Andrew Rabeneck reflects on the recent passing of Richard Bender, dean emeritus of the College of Environmental Design, University of California Berkeley
Professor Richard
Bender (1930 – 2022) was an educator, architect and planner with a
practice specializing in urban and community planning, town planning, campus
planning and the planning and replanning of obsolete and damaged industrial and
waste sites.
I met first Richard (Dick) Bender in 1969 in Berkeley - we became lifelong friends. He was a Harvard-educated architect and planner who had been teaching at Cooper Union in New York. Gerald McCue, then chair of the University of California Berkeley’s College of Environmental Design (CED), recruited him to come to teach at CED. McCue had succeeded the architect Charles Moore who, although he had attracted some wonderful teaching staff including Ezra Ehrenkrantz, Christopher Alexander, Horst Rittel and others, was not a strong manager, and the school was getting big and unwieldy; it needed firm and imaginative management. Dick was soon appointed chair of architecture and then dean of CED, where he skillfully and sympathetically kept the unruly faculty mostly on side. He and his wife Sue brought a strong whiff of East Coast sophistication to laid back Berkeley.
Dick was particularly impressed with Ehrenkrantz’s bold initiatives to reshape America’s building industry on which I too was working. Dick was on the National Commission on Urban Problems and New York Mayor Lindsay’s housing task force, making him a strong ally for Ehrenkrantz in gaining the attention of Housing and Urban Developent (HUD) and other government organisations such as the Institute for Applied Technology at the then National Bureau of Standards, then headed by Donald Schon. Dick became a valuable adviser to Ehrenkrantz throughout George Romney’s (Secretary of State at HUD 1969-73) ill-fated Operation Breakthrough program.1
Later during the 1980s and 1990s, after I had returned from America, Dick would often come to London in his capacity as “GC-5” Professor of Urban Design and Construction at Tokyo University. The position was funded by Japan’s largest contractors, and they visited to understand what was happening at Canary Wharf and in the City of London. We also stayed in touch through John Parman who worked closely with Dick as he or they consulted or advised on master plans for University of California campuses, including Berkeley, Davis, Merced, San Diego and Santa Cruz. Dick, John, and Emily Marthinsen, the former Berkeley Campus Architect, wrote extensively on Berkeley as a university city. (John Parman was also the co-founder and publisher of the Design Book Review2 to which I contributed quite frequently.)
Dick’s unique gift was a strong diagnostic sense, like a great doctor. He could quickly understand the essence of a plan or project and then give sound advice that people were happy to take on board. He frequently spotted things others overlooked, particularly about a project’s impact on the surrounding city. He became a valued contributor to selection panels for important projects both in Japan and in America, such as the Getty Centre in Los Angeles.
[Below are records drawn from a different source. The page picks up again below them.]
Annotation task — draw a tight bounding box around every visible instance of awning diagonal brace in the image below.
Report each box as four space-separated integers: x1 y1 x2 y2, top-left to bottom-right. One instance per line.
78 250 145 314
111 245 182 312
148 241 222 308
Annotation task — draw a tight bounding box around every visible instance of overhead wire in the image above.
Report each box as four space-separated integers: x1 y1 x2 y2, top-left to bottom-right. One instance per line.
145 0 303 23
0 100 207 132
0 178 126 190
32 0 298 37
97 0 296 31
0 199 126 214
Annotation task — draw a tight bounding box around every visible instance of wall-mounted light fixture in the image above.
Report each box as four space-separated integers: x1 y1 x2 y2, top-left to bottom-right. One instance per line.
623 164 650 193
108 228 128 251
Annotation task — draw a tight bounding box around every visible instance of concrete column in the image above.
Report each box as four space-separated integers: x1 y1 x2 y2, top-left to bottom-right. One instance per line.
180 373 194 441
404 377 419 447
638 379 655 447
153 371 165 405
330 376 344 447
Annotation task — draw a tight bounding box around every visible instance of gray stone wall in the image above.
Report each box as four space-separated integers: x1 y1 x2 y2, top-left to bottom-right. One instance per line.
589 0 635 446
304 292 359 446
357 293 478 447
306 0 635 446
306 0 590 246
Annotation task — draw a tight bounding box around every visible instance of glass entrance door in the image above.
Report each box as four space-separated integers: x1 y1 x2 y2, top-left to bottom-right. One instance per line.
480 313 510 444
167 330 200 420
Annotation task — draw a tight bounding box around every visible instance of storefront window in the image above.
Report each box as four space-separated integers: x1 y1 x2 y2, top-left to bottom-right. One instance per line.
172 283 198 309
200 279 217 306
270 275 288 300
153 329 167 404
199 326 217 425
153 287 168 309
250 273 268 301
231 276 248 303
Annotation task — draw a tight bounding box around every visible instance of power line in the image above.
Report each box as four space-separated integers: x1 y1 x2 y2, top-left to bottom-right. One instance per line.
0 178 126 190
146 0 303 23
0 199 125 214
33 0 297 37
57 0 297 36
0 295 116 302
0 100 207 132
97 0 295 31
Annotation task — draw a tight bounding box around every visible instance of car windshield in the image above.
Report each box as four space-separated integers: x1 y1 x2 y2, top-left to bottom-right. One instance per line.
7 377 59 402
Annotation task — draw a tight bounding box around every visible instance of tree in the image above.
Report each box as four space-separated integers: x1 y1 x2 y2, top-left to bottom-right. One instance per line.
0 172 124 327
I visited with Dick and Sue on yearly visits to the Bay Area, until 2019. We kept up a vigorous correspondence about technology and the globalisation of construction until just last year. I shall miss him very much, as will a worldwide network of “friends of RB,” including students from Berkeley and Cooper Union, and collaborators sharing his many interests.
1. Bender, R. & Wilson, F. (1973). A Crack in the Rear View Mirror: A View of Industrialized Housing. New York: Van Nostrand Reinhold. This book unpicks the Operation Breakthrough program in a perceptive way, analysing various attempts at industrialised housing.